Former Publisher of CIO Magazine Still Doesn't Get It on H-1Bs

By John Miano on April 11, 2019

In 1994, AIG became one of the first companies to give a large number of Americans the H-1B boot. About 250 American computer programmers were replaced by H-1B workers supplied by Syntel. The Americans had to train their replacements in order to collect a severance package and unemployment.

At the time, the finance and insurance giant boasted that this change was going to save them tens of millions of dollars a year.

But things did not work out as planned.

A couple of years later, I worked as a consultant at AIG to help clean up the resulting mess. The H-1B workers turned out to be completely incompetent.
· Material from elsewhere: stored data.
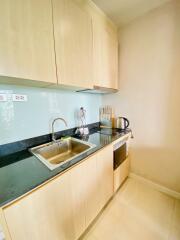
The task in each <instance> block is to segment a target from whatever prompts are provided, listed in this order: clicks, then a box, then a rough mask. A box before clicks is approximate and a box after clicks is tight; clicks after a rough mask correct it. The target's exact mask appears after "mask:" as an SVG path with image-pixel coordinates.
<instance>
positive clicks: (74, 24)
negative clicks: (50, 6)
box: [53, 0, 93, 88]
mask: <svg viewBox="0 0 180 240" xmlns="http://www.w3.org/2000/svg"><path fill="white" fill-rule="evenodd" d="M53 11H54V35H55V49H56V61H57V74H58V83H59V84H61V85H66V86H75V87H80V88H91V87H92V85H93V83H92V23H91V17H90V16H89V14H88V13H87V11H85V10H84V9H83V7H82V6H81V3H80V2H79V3H78V1H75V0H53Z"/></svg>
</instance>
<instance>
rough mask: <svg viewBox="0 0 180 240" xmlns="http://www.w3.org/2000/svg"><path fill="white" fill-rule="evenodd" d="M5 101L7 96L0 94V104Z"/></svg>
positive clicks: (5, 101) (3, 94)
mask: <svg viewBox="0 0 180 240" xmlns="http://www.w3.org/2000/svg"><path fill="white" fill-rule="evenodd" d="M6 101H7V94H5V93H0V102H6Z"/></svg>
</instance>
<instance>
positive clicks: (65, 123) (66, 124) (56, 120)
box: [52, 118, 67, 142]
mask: <svg viewBox="0 0 180 240" xmlns="http://www.w3.org/2000/svg"><path fill="white" fill-rule="evenodd" d="M57 120H61V121H63V122H64V124H65V125H66V127H67V122H66V121H65V120H64V119H63V118H55V119H54V120H53V122H52V141H53V142H56V141H57V140H56V138H55V132H54V124H55V122H56V121H57Z"/></svg>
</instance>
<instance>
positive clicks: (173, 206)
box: [83, 178, 180, 240]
Imagine a major corporation turning over its computer systems to a junior high school. All of the H-1B-written code had to be "renovated" (i.e., rewritten) in order to figure out what it was doing before modifications could be attempted to the system.
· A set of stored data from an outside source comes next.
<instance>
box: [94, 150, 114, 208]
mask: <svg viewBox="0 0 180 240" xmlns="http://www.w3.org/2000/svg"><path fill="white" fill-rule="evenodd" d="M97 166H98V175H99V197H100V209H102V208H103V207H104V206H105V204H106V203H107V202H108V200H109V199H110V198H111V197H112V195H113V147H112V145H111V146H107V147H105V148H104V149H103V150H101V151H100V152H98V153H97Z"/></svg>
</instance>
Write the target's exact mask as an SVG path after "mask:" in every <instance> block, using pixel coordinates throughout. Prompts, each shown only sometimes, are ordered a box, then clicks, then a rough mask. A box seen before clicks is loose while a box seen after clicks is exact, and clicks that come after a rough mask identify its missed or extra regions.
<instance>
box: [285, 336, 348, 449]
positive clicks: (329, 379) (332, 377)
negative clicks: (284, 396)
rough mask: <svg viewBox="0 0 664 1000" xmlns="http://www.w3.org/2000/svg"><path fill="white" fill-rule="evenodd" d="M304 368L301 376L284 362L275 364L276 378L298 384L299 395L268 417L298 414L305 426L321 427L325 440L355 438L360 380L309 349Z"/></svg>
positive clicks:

While I was at AIG, CIO Magazine published an article on how outsourcing to Syntel could save a company money. The article was hilarious because adding up all the claimed savings from the companies in the article did not amount to a fraction of what AIG had to spend to clean up their mess.

Everyone doing the cleanup had a copy of this article pinned to the wall of their cubicles. CIO Magazine was always good for a laugh.

Seeing this waste of hundreds of American losing their jobs to incompetents is what set me on the path to law school. That was just my first encounter with the incompetence that is H-1B programming.

I write this historical account so that you can appreciate the humor of a blog post on the Wall Street Journal website written by the former publisher of CIO Magazine.

The blog laments the drop in H-1B workers, celebrates the talent from India and China, and whines about a "widening skills gap".

Yet it is the countries that supply H-1B workers that have the skills gap.

American computer programmers are much higher skilled than their Indian and Chinese counterparts celebrated in the Wall Street Journal blog. Employers can find higher skilled workers at average American schools than they can among the elite schools in India and China.